CA XCOM SSL transfer fails with "XCOMN0780E Txpi 308: TxpiInitSSL Failed msg = <error:14090086:SSL routines:SSL3_GET_SERVER_CERTIFICATE:certificate verify failed> value = 4294967295"
book
Article ID: 129195
calendar_today
Updated On:
Products
CA XCOM Data TransportCA XCOM Data Transport - WindowsCA XCOM Data Transport - Linux PCCA XCOM Data Transport - z/OS
Issue/Introduction
A CA XCOM SSL transfer from Windows to Linux is failing. From the GUI interface "History Records" -> "Log Browser" shows:
2019/03/12 06:48:39 TID=000014 #XCOMN0298E Unable to allocate remote transaction program: Txpi 215: Socket send error return value = 10038
Cause
The root certificate had been created separately on each machine using the sample script makeca.bat/makeca.

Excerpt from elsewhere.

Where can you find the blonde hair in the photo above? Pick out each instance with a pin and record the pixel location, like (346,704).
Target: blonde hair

However it needs to be the same on all partner machines used for file transfers.
Environment
CA XCOM 11.6 SP2
Resolution
1. Stop the Linux XCOM scheduler
2. Using XCOM file transfer or ftp (binary mode) copy the root certificate files from the Windows machine to the Linux machine to override the existing certificate files there i.e. copy these 2 files: %XCOM_HOME%\ssl\certs\cassl.pem -> $XCOM_HOME/ssl/certs/cassl.pem %XCOM_HOME%\ssl\private\casslkey.pem -> $XCOM_HOME/ssl/private/casslkey.pem
3. Recreate the server and client certificates on the Linux machine using these commands: cd $XCOM_HOME ./makeserver ./makeclient
4. Start the Linux XCOM scheduler.
The file transfer problem should then be resolved.